We adopt lazy migration policy in an attempt to minimize overhead incurred by physical data migration. Further details about the process of document migration will be discussed in Section 4.

Figure 1a: Initial Distribution of Documents

Figure 1b: After a document D is migrated from Server #1 to SErver #2

3.3 Document Graphs for Load Balancing

The distributed cooperative web server (DCWS) is designed to be fully symmetric, in the respect that each server may be both a home server for its own documents as well as a potential co-op server for sharing the load of some other home server. There are two key data structures that must be managed by the DCWS servers in order that they may share and balance the load amongst participating servers. First, each server must have the information of the local documents and the link structure among the documents. All the information is stored in a local document graph, and each server is responsible for maintaining the graph for any documents stored within it. Second, the servers must globally communicate load information amongst one another so that intelligent load-balancing decisions may be made. This information is global in nature, but each node maintains its own local view of the global state. The best-effort global load information is stored in a global load table on each server machine.
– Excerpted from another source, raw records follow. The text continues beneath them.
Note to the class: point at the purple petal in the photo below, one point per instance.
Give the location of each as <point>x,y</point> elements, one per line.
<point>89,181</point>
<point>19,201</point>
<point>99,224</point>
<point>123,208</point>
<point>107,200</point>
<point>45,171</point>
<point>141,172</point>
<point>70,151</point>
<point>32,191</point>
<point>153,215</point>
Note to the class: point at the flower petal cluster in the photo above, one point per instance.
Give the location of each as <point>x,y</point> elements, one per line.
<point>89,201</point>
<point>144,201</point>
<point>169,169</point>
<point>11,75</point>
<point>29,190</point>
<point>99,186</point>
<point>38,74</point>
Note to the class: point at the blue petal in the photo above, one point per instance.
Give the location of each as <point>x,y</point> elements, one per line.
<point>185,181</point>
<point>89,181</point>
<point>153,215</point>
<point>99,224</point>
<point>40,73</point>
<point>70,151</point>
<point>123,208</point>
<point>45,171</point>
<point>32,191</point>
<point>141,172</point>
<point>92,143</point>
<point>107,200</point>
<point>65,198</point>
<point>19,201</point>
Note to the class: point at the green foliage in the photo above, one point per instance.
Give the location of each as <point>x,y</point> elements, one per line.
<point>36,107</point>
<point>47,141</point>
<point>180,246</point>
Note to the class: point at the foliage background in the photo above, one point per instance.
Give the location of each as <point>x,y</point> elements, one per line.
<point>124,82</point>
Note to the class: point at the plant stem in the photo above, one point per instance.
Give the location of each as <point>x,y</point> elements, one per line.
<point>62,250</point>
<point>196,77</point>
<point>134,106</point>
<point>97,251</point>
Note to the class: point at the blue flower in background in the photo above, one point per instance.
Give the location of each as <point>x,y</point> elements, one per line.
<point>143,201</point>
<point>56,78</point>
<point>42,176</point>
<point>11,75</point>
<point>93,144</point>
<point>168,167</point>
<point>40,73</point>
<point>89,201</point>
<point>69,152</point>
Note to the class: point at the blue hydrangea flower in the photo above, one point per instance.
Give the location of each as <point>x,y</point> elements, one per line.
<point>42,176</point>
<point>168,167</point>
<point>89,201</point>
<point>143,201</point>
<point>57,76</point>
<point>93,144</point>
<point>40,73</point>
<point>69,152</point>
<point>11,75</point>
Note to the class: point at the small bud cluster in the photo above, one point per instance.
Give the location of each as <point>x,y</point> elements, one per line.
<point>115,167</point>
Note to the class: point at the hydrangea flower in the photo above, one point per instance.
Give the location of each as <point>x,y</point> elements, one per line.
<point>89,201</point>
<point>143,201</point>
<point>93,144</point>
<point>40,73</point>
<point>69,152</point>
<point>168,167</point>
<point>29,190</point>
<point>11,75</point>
Local Document Graph.The local document graph (LDG) consists of a set of tuples

(Name, Location, Size, Hits, LinkTo, LinkFrom, Dirty).

The Name field is simply the name of the document, as it is requested by the user. It is also directly related to the name of the file on the server's local disk, so that the server knows where the contents of the document are located. The Location indicates which server presently is hosting the document, whether it be the home server where the document originated, or a co-op server that the document has been migrated to. The Size and Hits are used for load balancing computations, in order to determine which documents should be migrated. The LinkTo is a list of documents that the current document has hyperlinks pointing to; the LinkFrom is a lists of documents that have hyperlinks pointing to the current document. The Dirty bit is used to indicate whether some of the tuple's LinkTo documents have been migrated, thus requiring the system to regenerate the document with some altered hyperlinks. Figure 2 shows the local document graph entries stored in the first server after the document D is migrated to the second server. Note that some information such as document sizes is left out for visual clarity.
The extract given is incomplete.